Up to 50 construction workers had to be evacuated after fire broke out at the Guardian Media Group's headquarters project in central London.

The blaze began at the eighth floor of the £56m King's Place office building at 8.30 on Monday morning. A 200 m exclusion zone was set up as a precaution against the explosion of four gas canisters on the site.

One person was taken to hospital with burns.

It was not clear as Building went to press what had caused the blaze, which led to the evacuation of 1000 residents from the area.

King's Cross mainline station was closed on Monday and Tuesday.

Sir Robert McAlpine, the main contractor on the project, declined to comment.

A 200 m exclusion zone was set up
A 200 m exclusion zone was set up

The situation was described by the police and fire services as "extremely dangerous". A police officer stationed at one end of the exclusion zone said: "I'm nervous just standing here in case it blows - it would be catastrophic. The whole situation is very unstable."

The office of architect DEGW is situated near the site on York Way.
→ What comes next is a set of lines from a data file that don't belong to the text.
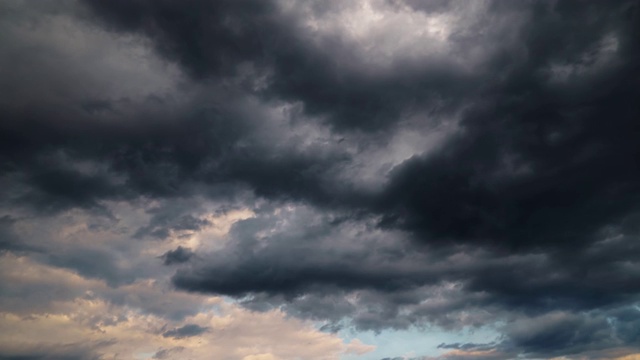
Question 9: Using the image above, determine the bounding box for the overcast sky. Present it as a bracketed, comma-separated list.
[0, 0, 640, 360]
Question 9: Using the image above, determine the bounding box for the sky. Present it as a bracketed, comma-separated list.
[0, 0, 640, 360]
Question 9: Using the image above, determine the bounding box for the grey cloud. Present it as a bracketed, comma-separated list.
[0, 0, 640, 359]
[162, 324, 209, 339]
[161, 246, 195, 265]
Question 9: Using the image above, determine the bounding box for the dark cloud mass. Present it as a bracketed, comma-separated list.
[0, 0, 640, 359]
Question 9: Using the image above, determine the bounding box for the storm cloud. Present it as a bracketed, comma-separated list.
[0, 0, 640, 359]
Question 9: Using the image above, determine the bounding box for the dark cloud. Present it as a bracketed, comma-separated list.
[0, 0, 640, 359]
[161, 246, 195, 265]
[162, 324, 209, 339]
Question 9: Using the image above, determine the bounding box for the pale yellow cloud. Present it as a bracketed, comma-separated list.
[0, 254, 374, 360]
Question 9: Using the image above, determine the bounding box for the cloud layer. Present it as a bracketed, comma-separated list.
[0, 0, 640, 360]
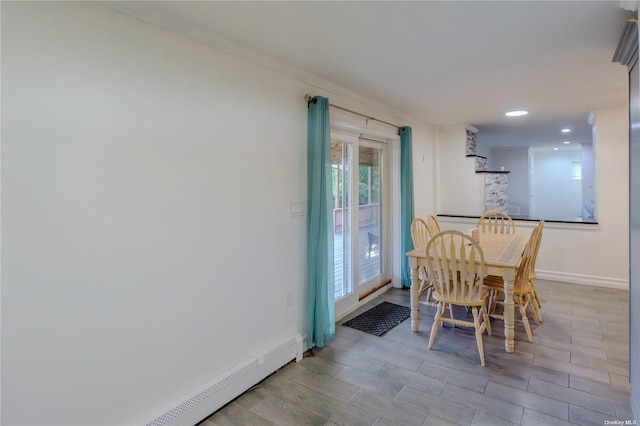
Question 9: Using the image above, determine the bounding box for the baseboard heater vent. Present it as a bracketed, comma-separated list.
[142, 333, 303, 426]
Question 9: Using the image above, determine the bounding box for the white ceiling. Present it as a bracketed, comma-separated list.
[107, 1, 635, 148]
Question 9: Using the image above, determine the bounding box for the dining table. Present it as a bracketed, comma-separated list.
[407, 232, 529, 353]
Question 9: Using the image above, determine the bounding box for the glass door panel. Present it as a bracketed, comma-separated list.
[358, 145, 384, 283]
[331, 135, 390, 318]
[331, 141, 353, 300]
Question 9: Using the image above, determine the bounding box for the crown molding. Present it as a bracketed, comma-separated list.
[94, 0, 424, 127]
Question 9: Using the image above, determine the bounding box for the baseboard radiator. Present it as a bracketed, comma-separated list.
[141, 333, 303, 426]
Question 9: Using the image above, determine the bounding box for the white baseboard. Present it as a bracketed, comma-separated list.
[136, 333, 303, 426]
[629, 388, 640, 420]
[536, 269, 629, 290]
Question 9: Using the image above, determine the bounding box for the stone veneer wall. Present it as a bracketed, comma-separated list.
[484, 173, 509, 213]
[476, 156, 488, 171]
[465, 129, 476, 155]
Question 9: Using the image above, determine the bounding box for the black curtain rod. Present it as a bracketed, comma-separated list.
[304, 94, 400, 129]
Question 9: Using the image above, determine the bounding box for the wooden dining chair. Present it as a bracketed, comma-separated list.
[426, 231, 491, 366]
[476, 211, 516, 234]
[483, 223, 544, 343]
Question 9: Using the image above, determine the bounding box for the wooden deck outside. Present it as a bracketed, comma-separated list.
[333, 225, 381, 299]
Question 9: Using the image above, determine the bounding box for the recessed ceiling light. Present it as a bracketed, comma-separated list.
[505, 110, 529, 117]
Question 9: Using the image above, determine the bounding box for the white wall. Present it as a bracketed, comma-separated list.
[440, 107, 629, 289]
[1, 2, 433, 425]
[489, 147, 529, 216]
[436, 127, 484, 215]
[530, 148, 582, 220]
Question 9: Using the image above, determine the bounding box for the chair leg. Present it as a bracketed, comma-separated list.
[525, 293, 540, 325]
[471, 306, 484, 367]
[480, 305, 493, 336]
[531, 290, 544, 324]
[517, 296, 533, 343]
[429, 302, 445, 349]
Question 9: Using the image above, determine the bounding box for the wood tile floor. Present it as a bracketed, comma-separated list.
[201, 280, 640, 426]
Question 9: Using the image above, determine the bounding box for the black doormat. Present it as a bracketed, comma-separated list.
[342, 302, 411, 336]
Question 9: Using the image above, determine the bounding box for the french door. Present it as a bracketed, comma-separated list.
[331, 135, 391, 318]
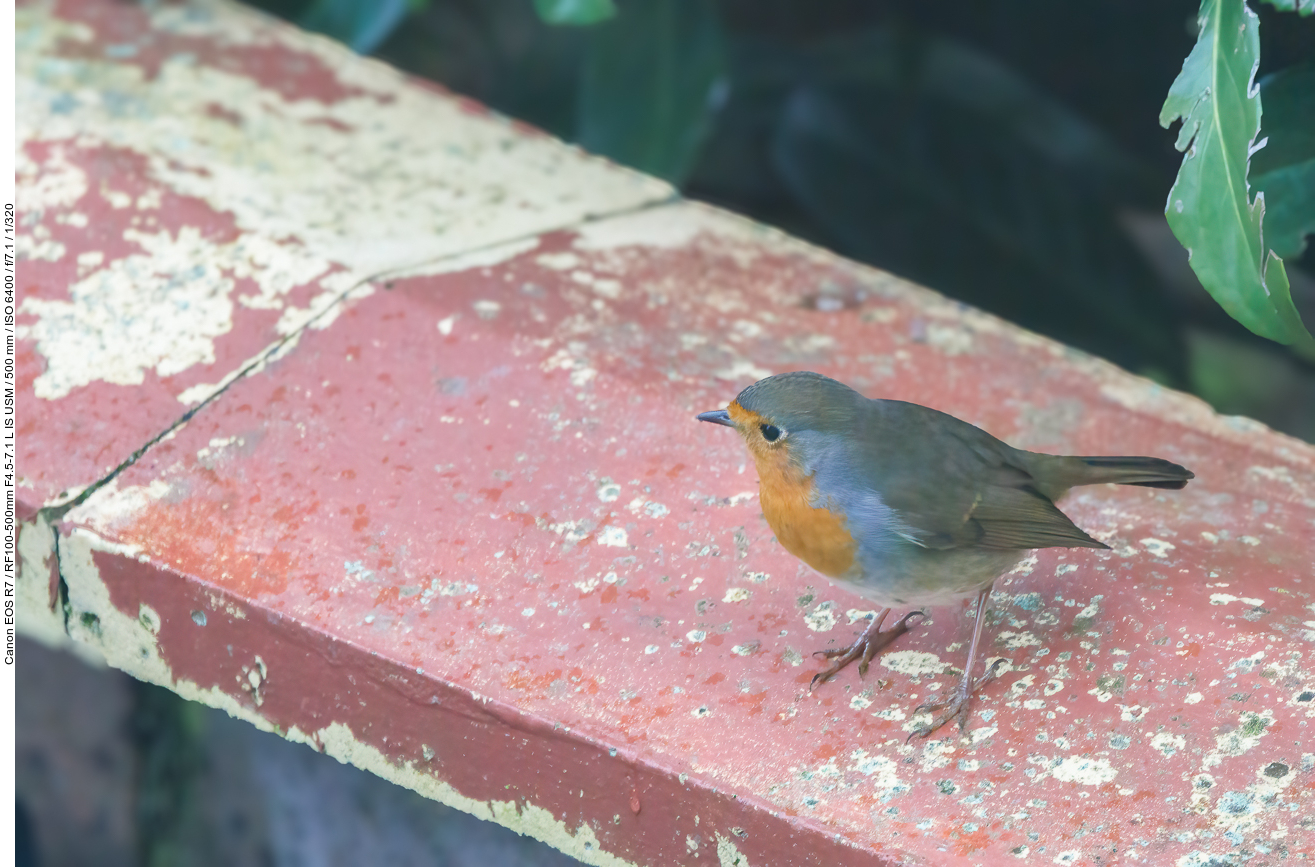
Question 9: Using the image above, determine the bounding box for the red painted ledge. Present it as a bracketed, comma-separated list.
[18, 0, 1315, 867]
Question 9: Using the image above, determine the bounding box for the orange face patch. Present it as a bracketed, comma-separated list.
[726, 401, 856, 578]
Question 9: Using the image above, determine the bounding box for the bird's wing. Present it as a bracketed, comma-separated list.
[825, 401, 1107, 550]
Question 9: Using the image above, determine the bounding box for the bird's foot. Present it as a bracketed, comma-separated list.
[905, 658, 1005, 743]
[809, 608, 926, 689]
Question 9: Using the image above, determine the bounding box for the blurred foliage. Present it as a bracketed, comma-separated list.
[1160, 0, 1315, 358]
[573, 0, 727, 184]
[534, 0, 617, 28]
[1251, 63, 1315, 259]
[128, 680, 209, 867]
[241, 0, 1315, 439]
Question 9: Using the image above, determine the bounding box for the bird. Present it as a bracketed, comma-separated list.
[696, 371, 1195, 738]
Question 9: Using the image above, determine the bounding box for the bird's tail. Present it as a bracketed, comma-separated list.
[1065, 457, 1197, 491]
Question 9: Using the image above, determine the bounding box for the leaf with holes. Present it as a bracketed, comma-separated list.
[1160, 0, 1315, 354]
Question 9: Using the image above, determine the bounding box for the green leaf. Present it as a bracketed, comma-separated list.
[1160, 0, 1315, 353]
[1265, 0, 1315, 16]
[297, 0, 408, 54]
[1251, 64, 1315, 259]
[576, 0, 726, 184]
[534, 0, 617, 28]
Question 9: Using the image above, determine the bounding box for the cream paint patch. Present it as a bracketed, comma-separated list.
[14, 145, 88, 213]
[881, 650, 949, 678]
[717, 834, 752, 867]
[18, 226, 355, 400]
[18, 3, 673, 274]
[1201, 708, 1274, 770]
[1051, 755, 1119, 785]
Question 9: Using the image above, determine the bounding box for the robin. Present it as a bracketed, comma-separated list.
[698, 371, 1194, 737]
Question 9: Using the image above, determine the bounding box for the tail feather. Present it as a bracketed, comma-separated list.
[1069, 457, 1197, 491]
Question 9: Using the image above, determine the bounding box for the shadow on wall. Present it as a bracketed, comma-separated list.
[16, 641, 580, 867]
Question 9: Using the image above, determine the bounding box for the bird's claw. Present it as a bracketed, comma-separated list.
[809, 609, 927, 692]
[905, 656, 1006, 743]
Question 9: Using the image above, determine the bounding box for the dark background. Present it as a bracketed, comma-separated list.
[258, 0, 1315, 441]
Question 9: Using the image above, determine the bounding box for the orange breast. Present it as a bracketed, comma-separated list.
[753, 449, 855, 578]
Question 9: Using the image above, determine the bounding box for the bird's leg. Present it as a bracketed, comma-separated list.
[905, 584, 1005, 742]
[809, 608, 926, 689]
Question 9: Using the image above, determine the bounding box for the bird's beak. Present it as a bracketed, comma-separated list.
[694, 409, 735, 428]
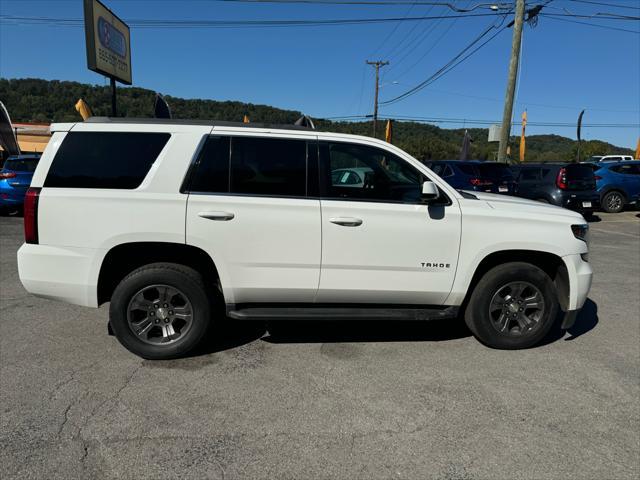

Director Andrew Harrison was in the office while the fire was raging.

He said: "At about 8.30, there was an explosion and I looked out of the window and there were flames shooting out the concrete core on the building site. They were about 3 or 4 m high and there was black smoke everywhere."

The London Fire Brigade tested the gas cylinders on Tuesday afternoon to find out if they were cool enough to be removed. Nobody else was allowed access to the site.

A spokesperson from the Health and Safety Executive confirmed that no action could be taken until the site had been secured. "The site is not accessible for 48 hours. When it is, if the fire service works out that the cause of the fire was health and safety-related of course we will launch an investigation."